No caso do Brasil, as cotas são muito elevadas, e nos levam a um paradoxo de discriminação por exigir a catalogação das pessoas por raça, num país onde o catálogo não funciona muito bem. As críticas procedem quando acusam os projetos de colocarem uma camisa-de-força na política, exigindo que a pessoa se rotule para poder ter um benefício.
Pode ser um momento de consciência de identidade e etnia, o que é importante para a criação de uma auto-estima do indivíduo e do grupo, mas há o perigo de isso criar o preconceito contra pessoas que nunca nem sequer pensaram sobre a questão da raça. No final, ter cotas reservadas a pessoas menos favorecidas, mesmo havendo pontos que não funcionem muito bem, é um caso de justiça social, que tem que ser feito para redimir erros históricos. Isso não vai ficar gravado em pedra; depois de aplicada, a política pode ser revista, como ocorreu nos EUA.
Aqui as ações afirmativas criaram uma grande discussão acadêmica, mas acabaram politizadas, utilizadas por universidades que pleitearam mais verbas federais por conta das cotas, e o mesmo deve acontecer no Brasil.

FOLHA - Que mudanças deveriam ser feitas para tornar os projetos de lei menos paradoxais?
BERNUCCI -
É impossível que esse tema não seja paradoxal. Quando lidamos com raça, qualquer tipo de ação afirmativa é criticada com fundamento. A questão é minimizar as críticas e usar modelos que já existem e deram certo -não necessariamente apenas o dos EUA- para debater e montar uma proposta brasileira. Não há projeto perfeito.

FOLHA - Qual a importância da mobilização dos intelectuais, por meio dos manifestos?
BERNUCCI -
Esse tipo de participação ativa dos intelectuais no Brasil me parece uma coisa nova. Nos EUA, isso é bastante comum. Aqui os argumentos intelectuais são conduzidos por associações, que são muito fortes. A associação das universidades, por exemplo, ou a associação de línguas modernas, que conduzem as decisões para os políticos, dando aval e avaliando os projetos.

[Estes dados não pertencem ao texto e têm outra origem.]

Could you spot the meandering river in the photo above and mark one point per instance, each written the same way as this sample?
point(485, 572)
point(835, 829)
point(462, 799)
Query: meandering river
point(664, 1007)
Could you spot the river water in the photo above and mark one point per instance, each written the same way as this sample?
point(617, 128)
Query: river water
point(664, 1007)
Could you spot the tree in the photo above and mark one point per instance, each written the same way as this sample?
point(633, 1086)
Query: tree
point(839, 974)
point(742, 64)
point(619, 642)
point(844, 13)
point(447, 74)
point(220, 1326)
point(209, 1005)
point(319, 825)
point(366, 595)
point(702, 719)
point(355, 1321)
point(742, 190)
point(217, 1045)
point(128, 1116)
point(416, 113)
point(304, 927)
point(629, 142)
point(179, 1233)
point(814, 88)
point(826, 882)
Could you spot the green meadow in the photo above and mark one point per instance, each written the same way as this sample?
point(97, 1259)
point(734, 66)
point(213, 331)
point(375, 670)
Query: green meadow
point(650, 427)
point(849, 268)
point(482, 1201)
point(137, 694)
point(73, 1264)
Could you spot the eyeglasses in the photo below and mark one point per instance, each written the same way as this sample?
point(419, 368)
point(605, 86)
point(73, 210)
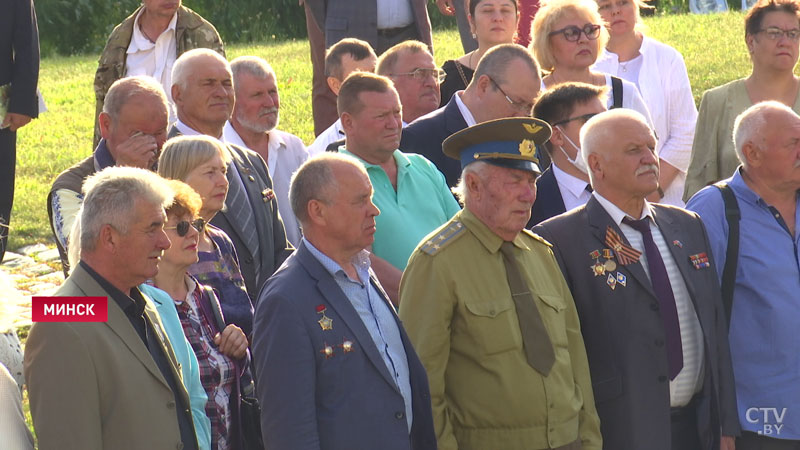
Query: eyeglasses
point(420, 74)
point(585, 118)
point(573, 33)
point(523, 107)
point(775, 33)
point(183, 226)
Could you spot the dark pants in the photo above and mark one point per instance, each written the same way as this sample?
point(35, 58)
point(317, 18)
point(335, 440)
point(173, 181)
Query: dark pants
point(755, 441)
point(684, 428)
point(8, 162)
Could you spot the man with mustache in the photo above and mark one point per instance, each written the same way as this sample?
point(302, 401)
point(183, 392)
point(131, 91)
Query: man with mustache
point(765, 279)
point(133, 125)
point(202, 88)
point(410, 192)
point(648, 298)
point(147, 43)
point(253, 125)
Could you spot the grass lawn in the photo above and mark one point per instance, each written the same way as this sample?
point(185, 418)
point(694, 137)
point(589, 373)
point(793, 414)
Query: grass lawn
point(713, 47)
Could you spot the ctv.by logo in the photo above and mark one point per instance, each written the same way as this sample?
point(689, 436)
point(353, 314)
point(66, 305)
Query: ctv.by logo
point(771, 419)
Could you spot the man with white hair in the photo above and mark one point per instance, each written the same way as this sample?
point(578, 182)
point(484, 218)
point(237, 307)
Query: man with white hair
point(488, 311)
point(254, 124)
point(648, 299)
point(113, 384)
point(760, 272)
point(204, 96)
point(133, 125)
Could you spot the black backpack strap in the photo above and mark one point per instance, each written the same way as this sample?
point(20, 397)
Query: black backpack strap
point(616, 92)
point(732, 215)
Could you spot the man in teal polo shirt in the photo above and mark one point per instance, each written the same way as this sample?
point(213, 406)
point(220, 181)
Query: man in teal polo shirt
point(408, 189)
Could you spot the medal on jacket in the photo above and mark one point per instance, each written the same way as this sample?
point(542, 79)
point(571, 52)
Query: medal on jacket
point(325, 322)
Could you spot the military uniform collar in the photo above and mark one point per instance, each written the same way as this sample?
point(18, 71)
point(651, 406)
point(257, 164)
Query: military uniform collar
point(485, 236)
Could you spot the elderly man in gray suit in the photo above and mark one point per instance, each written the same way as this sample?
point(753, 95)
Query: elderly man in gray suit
point(648, 298)
point(202, 88)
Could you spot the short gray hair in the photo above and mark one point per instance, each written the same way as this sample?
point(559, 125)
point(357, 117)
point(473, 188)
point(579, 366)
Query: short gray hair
point(314, 180)
point(596, 131)
point(460, 190)
point(495, 62)
point(252, 65)
point(109, 199)
point(183, 65)
point(124, 89)
point(749, 125)
point(182, 154)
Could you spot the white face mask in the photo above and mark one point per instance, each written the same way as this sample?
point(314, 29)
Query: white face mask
point(578, 161)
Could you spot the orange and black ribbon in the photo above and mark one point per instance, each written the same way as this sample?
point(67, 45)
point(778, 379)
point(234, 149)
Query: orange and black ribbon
point(625, 253)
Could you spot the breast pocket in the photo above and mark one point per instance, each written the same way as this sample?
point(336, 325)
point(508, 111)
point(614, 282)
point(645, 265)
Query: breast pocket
point(554, 319)
point(494, 325)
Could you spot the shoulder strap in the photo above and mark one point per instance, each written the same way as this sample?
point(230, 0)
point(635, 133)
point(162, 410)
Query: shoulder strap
point(616, 92)
point(732, 215)
point(214, 303)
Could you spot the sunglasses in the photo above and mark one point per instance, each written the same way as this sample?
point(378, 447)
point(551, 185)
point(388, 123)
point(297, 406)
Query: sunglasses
point(183, 226)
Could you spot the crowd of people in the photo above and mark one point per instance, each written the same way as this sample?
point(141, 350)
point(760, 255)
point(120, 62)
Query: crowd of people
point(531, 247)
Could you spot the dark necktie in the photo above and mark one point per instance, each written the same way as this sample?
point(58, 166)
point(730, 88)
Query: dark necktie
point(666, 298)
point(535, 340)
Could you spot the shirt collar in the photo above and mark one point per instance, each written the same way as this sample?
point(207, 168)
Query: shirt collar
point(574, 185)
point(399, 157)
point(360, 261)
point(485, 236)
point(617, 214)
point(465, 112)
point(139, 41)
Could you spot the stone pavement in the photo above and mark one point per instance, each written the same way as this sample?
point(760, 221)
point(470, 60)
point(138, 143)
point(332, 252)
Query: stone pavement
point(33, 270)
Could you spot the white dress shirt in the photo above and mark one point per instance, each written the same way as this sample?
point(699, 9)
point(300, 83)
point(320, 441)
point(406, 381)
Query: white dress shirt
point(153, 59)
point(573, 189)
point(465, 112)
point(286, 154)
point(664, 84)
point(690, 379)
point(333, 133)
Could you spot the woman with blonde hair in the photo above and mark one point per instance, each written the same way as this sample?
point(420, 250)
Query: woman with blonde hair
point(660, 74)
point(202, 163)
point(567, 37)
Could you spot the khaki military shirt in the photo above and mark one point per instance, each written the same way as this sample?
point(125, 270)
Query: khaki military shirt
point(456, 306)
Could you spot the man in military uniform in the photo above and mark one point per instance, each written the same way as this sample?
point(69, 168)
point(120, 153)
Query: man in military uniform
point(147, 43)
point(490, 315)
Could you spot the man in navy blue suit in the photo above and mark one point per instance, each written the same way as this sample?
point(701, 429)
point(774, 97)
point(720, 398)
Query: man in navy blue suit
point(335, 367)
point(505, 84)
point(565, 184)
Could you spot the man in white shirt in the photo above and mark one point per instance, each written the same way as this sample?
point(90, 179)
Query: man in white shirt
point(505, 84)
point(342, 59)
point(253, 125)
point(147, 43)
point(565, 183)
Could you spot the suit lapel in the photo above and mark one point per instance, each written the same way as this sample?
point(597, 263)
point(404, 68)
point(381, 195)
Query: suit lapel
point(118, 322)
point(599, 221)
point(670, 230)
point(335, 297)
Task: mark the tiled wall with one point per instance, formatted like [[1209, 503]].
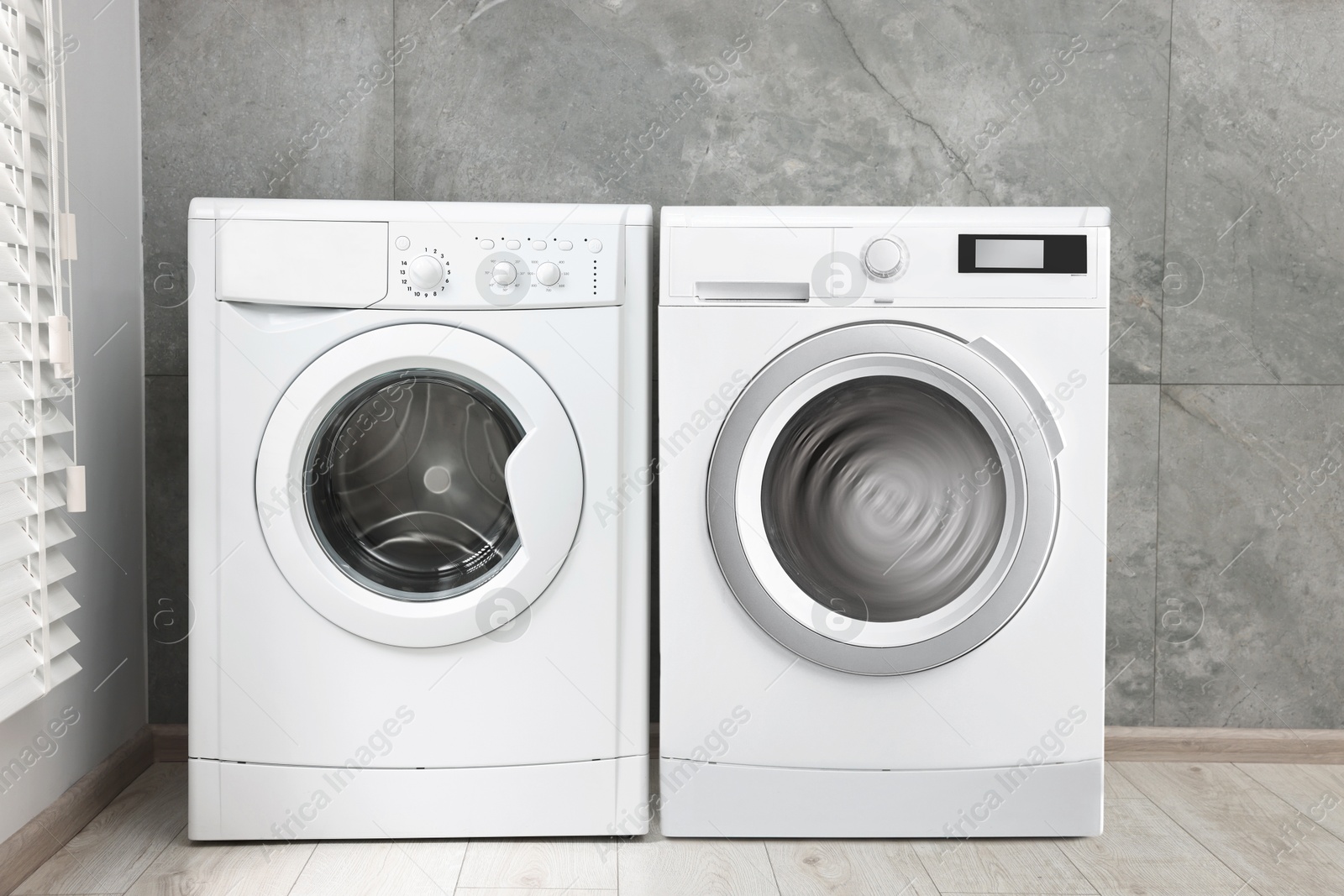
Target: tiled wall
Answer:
[[1213, 129]]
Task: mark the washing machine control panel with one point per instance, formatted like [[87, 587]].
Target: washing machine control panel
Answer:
[[886, 264], [441, 265]]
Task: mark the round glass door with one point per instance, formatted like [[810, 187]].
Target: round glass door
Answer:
[[407, 492], [882, 496], [880, 500], [416, 476]]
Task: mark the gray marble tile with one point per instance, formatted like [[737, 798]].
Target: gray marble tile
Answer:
[[1132, 553], [1256, 170], [165, 546], [250, 98], [1250, 559], [848, 102]]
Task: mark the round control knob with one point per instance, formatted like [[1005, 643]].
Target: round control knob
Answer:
[[504, 275], [425, 273], [882, 258], [549, 275]]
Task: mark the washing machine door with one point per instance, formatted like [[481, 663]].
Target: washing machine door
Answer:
[[882, 497], [420, 485]]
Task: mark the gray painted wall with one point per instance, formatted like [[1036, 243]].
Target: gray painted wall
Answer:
[[1210, 127], [102, 96]]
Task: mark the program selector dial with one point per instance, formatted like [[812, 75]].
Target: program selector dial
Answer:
[[504, 273], [425, 273], [882, 258], [549, 273]]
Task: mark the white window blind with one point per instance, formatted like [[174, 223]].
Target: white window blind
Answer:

FOLHA - Essa mobilização dos intelectuais pode ser indício de um maior envolvimento com a coisa pública no Brasil?
BERNUCCI -
Espero que sim. Não vejo nenhum sinal de consolidação das instituições, mas seria muito importante que isso acontecesse. É uma responsabilidade social dos intelectuais, e eles não podem ficar à margem do debate político nem se colocar apenas como indivíduos; é preciso que se agrupem e opinem de forma mais forte e consensual.